Quirksand

SICP

SICP 2.5 and testing

June 28, 2015 10:25

This is an extra post in which I’ll discuss some more advanced testing procedures, that will be used in the next section. It requires one special type of function not handled in the book, but otherwise only uses concepts we’ve already covered. While this testing system is not as full-featured or as elegant as something like rackunit, it is a definite improvment over a simple list of check functions. Understanding how it works is entirely optional; the tests can be applied without much explanation merely by having the files present.

The first part of the test-functions file is a set of check functions. These work the same as those used in older exercises. The only difference is that the underlying procedures check for failure instead of a true state. These check functions take the opposite of that result, and thus work by ensuring that the false outcome does not hold. The reason for this will be clearer in a moment, but for now let’s compare a few of the failure and check functions.

(define (fails-equ? expected observed)
  (if (equ? expected observed)
      false
      (format "FAILURE: ~a is not equ? to ~a." observed expected)
      )
  )

(define (fails-=? expected observed)
  (if (= observed expected)
      false
      (format "Check = FAILED.  Expected ~a but was ~a." expected observed)
      )
  )

(define (fails-equal? expected observed)
  (if (equal? expected observed)
      false
      (format "Equality FAILED. Results were : ~a." observed)
      )
  )
  
(define (check-equal expected observed) (not (fails-equal? expected observed)))
(define (check-= expected observed) (not (fails-=? expected observed)))
(define (check-equ expected observed) (not (fails-equ? expected observed)))

These three functions check similar operations, and consequently they have a similar format. There is an if statement that uses the particular function for the check, and works with an ‘expected’ and ‘observed’ argument. They all vary in the way that non-failure is reported; you can decide what the merits and failings of each style is. (Note that the check functions don’t use this report, they only return a true or false; the reports will be used elsewhere).

Using true-false check functions is the same thing we’ve done before. They determine whether we have the correct answer or the wrong one. However, very often the problem in our code causes an error to occur, stopping execution immediately. That means it’s only possible to look at one problem at a time, and each issue must be fixed in sequence before continuing. That can make it tougher to figure out exactly what is going wrong, especially in a more complex system. To get around that problem, we need a different sort of function. This new type of function I’ve named using test to distinguish them from the check functions.

(define (test-equal observed expected . nameargs)
  (let ((testname (if (null? nameargs) "test-equal" (car nameargs)))
        )
  	  (exec-test fails-equal? observed (list expected) testname)
  	  )
  )
  

This is a test function for equality. The first line assigns testname from nameargs, or uses a default name of test-equal if nameargs is empty. This allows the test name to be optional. We then call a function exec-test to actually perform the test. The second argument, the expected value, is passed via a list, and we use the same failure-checking function for equal? that check-equal had.
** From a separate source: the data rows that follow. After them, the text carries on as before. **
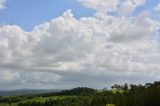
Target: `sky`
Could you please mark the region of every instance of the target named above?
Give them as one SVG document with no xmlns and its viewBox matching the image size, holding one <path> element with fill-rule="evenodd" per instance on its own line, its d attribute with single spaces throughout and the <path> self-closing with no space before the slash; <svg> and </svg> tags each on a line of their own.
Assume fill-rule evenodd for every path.
<svg viewBox="0 0 160 106">
<path fill-rule="evenodd" d="M 159 0 L 0 0 L 0 89 L 160 80 Z"/>
</svg>

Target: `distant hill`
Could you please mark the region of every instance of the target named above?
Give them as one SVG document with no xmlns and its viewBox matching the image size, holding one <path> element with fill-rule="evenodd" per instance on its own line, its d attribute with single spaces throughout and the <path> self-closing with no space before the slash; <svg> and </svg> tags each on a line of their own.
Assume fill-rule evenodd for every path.
<svg viewBox="0 0 160 106">
<path fill-rule="evenodd" d="M 40 93 L 51 93 L 60 92 L 59 89 L 20 89 L 20 90 L 0 90 L 0 96 L 18 96 L 27 94 L 40 94 Z"/>
</svg>

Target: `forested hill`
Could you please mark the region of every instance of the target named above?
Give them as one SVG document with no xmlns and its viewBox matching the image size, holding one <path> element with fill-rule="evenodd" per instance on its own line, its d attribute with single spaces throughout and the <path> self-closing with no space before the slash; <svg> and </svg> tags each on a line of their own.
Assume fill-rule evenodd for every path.
<svg viewBox="0 0 160 106">
<path fill-rule="evenodd" d="M 112 90 L 78 87 L 61 92 L 0 97 L 0 106 L 160 106 L 160 81 L 115 84 Z"/>
<path fill-rule="evenodd" d="M 51 93 L 60 92 L 59 89 L 20 89 L 20 90 L 0 90 L 0 96 L 20 96 L 28 94 L 40 94 L 40 93 Z"/>
</svg>

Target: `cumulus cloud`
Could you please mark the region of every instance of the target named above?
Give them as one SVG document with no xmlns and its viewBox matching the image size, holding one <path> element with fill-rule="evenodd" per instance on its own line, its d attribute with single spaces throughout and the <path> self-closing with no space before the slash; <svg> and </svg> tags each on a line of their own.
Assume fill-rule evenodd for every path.
<svg viewBox="0 0 160 106">
<path fill-rule="evenodd" d="M 4 9 L 5 8 L 5 3 L 7 0 L 0 0 L 0 9 Z"/>
<path fill-rule="evenodd" d="M 160 12 L 160 3 L 154 8 L 154 10 Z"/>
<path fill-rule="evenodd" d="M 134 4 L 140 5 L 138 1 Z M 105 4 L 99 3 L 93 2 L 92 8 L 99 11 Z M 106 11 L 115 5 L 107 4 Z M 159 28 L 146 11 L 130 17 L 76 19 L 67 10 L 30 32 L 2 25 L 1 89 L 103 88 L 114 82 L 158 80 L 160 54 L 154 34 Z"/>
</svg>

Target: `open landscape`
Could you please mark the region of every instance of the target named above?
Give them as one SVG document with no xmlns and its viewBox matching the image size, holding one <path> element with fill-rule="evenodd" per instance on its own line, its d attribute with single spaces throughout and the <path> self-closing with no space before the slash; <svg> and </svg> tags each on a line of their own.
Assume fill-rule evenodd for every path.
<svg viewBox="0 0 160 106">
<path fill-rule="evenodd" d="M 115 84 L 111 90 L 77 87 L 59 92 L 0 97 L 0 106 L 160 106 L 160 81 Z"/>
<path fill-rule="evenodd" d="M 0 0 L 0 106 L 160 106 L 160 0 Z"/>
</svg>

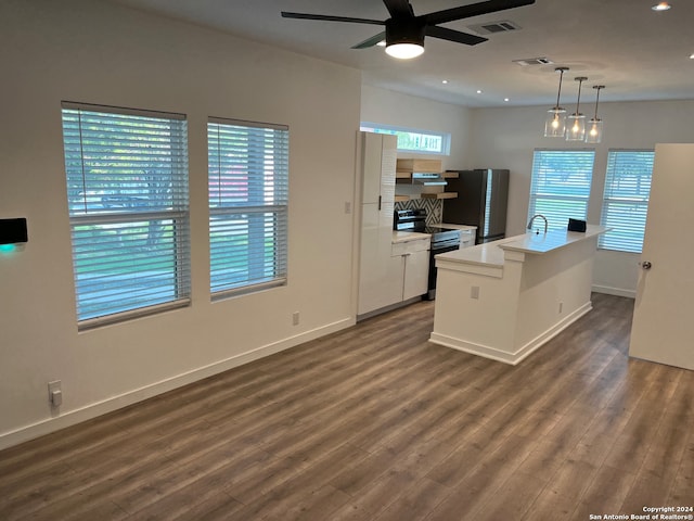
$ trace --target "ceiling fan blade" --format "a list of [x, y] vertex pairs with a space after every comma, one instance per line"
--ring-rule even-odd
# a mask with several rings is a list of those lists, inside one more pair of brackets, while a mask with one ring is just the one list
[[436, 25], [427, 25], [425, 30], [426, 36], [440, 38], [442, 40], [455, 41], [458, 43], [465, 43], [466, 46], [476, 46], [477, 43], [487, 41], [487, 38], [483, 38], [481, 36], [468, 35], [467, 33], [447, 29], [446, 27], [438, 27]]
[[351, 24], [386, 25], [386, 23], [381, 20], [351, 18], [349, 16], [330, 16], [326, 14], [290, 13], [287, 11], [282, 11], [282, 17], [299, 20], [321, 20], [323, 22], [349, 22]]
[[364, 41], [357, 43], [356, 46], [352, 47], [352, 49], [368, 49], [370, 47], [375, 46], [380, 41], [384, 41], [385, 39], [386, 39], [386, 33], [384, 30], [383, 33], [378, 33], [377, 35], [372, 36], [371, 38], [368, 38]]
[[383, 0], [393, 18], [414, 17], [412, 5], [408, 0]]
[[438, 25], [445, 24], [446, 22], [478, 16], [480, 14], [496, 13], [497, 11], [505, 11], [506, 9], [530, 5], [531, 3], [535, 3], [535, 0], [487, 0], [486, 2], [471, 3], [470, 5], [461, 5], [460, 8], [445, 9], [444, 11], [423, 14], [419, 17], [424, 18], [426, 25]]

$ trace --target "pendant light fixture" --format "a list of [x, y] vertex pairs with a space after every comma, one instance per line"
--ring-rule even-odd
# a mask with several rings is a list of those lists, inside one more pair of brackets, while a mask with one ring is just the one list
[[562, 96], [562, 78], [568, 67], [556, 67], [555, 73], [560, 73], [560, 89], [556, 93], [556, 105], [547, 111], [547, 119], [544, 120], [545, 138], [563, 138], [566, 132], [566, 111], [560, 106], [560, 97]]
[[588, 130], [586, 131], [587, 143], [600, 143], [603, 139], [603, 120], [597, 117], [597, 103], [600, 102], [600, 89], [604, 89], [604, 85], [593, 85], [595, 93], [595, 115], [588, 122]]
[[567, 141], [583, 141], [586, 138], [586, 116], [580, 113], [581, 104], [581, 85], [588, 78], [586, 76], [578, 76], [578, 100], [576, 101], [576, 112], [566, 118], [566, 140]]

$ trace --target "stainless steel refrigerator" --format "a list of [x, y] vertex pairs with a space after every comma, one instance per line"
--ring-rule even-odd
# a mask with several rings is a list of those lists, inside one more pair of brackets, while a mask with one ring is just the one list
[[458, 198], [444, 200], [444, 223], [476, 226], [476, 244], [503, 239], [506, 233], [509, 170], [477, 168], [452, 171], [458, 171], [458, 178], [447, 179], [446, 191], [458, 192]]

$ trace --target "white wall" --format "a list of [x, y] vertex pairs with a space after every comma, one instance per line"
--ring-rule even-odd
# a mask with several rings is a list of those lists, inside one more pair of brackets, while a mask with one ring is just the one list
[[[361, 88], [361, 120], [450, 132], [451, 153], [441, 157], [444, 168], [471, 168], [470, 109], [417, 98], [369, 85]], [[399, 153], [398, 157], [432, 157]]]
[[[570, 106], [570, 105], [567, 105]], [[503, 107], [471, 110], [473, 167], [511, 169], [506, 232], [522, 233], [527, 224], [528, 194], [536, 148], [595, 148], [595, 167], [588, 221], [600, 224], [605, 167], [609, 149], [653, 149], [656, 143], [694, 142], [694, 100], [601, 103], [603, 142], [596, 145], [544, 138], [547, 109]], [[588, 109], [586, 109], [588, 111]], [[589, 111], [590, 112], [590, 111]], [[593, 288], [606, 293], [633, 296], [640, 255], [599, 251]]]
[[[354, 323], [358, 71], [92, 0], [3, 0], [0, 49], [0, 218], [29, 232], [0, 254], [0, 448]], [[191, 307], [77, 332], [62, 100], [188, 115]], [[214, 304], [208, 115], [287, 124], [291, 161], [288, 284]]]

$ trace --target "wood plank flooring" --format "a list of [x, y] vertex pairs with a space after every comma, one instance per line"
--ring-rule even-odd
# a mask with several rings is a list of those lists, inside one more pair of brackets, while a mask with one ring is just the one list
[[433, 303], [0, 452], [2, 520], [588, 520], [694, 507], [694, 372], [629, 359], [632, 301], [517, 367]]

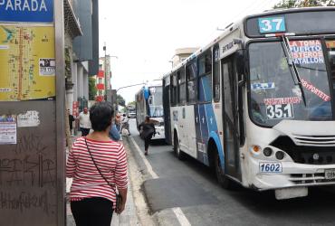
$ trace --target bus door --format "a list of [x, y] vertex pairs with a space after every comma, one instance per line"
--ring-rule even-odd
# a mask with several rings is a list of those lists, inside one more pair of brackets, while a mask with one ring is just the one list
[[165, 141], [171, 145], [171, 120], [170, 120], [170, 82], [169, 77], [163, 80], [163, 109], [164, 109], [164, 129]]
[[224, 153], [225, 174], [238, 178], [239, 145], [238, 114], [236, 111], [235, 80], [234, 57], [224, 59], [221, 63], [223, 90]]

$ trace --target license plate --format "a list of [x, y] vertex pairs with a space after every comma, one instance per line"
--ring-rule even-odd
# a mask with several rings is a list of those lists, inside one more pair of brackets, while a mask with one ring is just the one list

To really understand the system, we need to know what that call to exec-test does. Moving on to that procedure, we see this:

(define (exec-test test-procedure expression-under-test other-args testname)
  (with-handlers 
      ([catch-all exc-display])  ; list of handlers
      (let ((failure (apply test-procedure (cons (expression-under-test) other-args)))
            )
        (if (true? failure)
            (begin
              (display testname)
              (display ": ")
              (if (string? failure)
                  (display failure)
                  (display "FAILED")
                  )
              )
            (display "pass")
            )
        (newline)
        )
      )
    )
	
(define (catch-all exc)
  (exn:fail? exc)
  )

(define (exc-display exc)
  (display "ERROR: ")
  (display (exn-message exc))
  (newline)
  )
  

The function with-handlers is a special form that takes a list of handler functions and an expression. What it does is execute a given expression within a sort of bubble. Inside this bubble, errors do not lead directly to the program exiting. Program control is instead passed to the handler functions when an error occurs in that expression. Once the handler is done, the with-handlers block can exit normally and the program can proceed.

This is generally known as exception handling (or ‘error handling’) and is a feature of many programming languages. When an error occurs, an object known as an exception is created, which may contain some information about what went wrong. This allows either the interpreter or some other mechanism to decide what to do with it. All the errors you’ve encountered if you use Racket are in fact exceptions, being handled with the ‘default’ handler. While Scheme has never had a formal implementation for exceptions, most variations on the language have done something like Racket’s with-handlers procedure. Without getting into the details, we can see how it works by using these procedures as examples.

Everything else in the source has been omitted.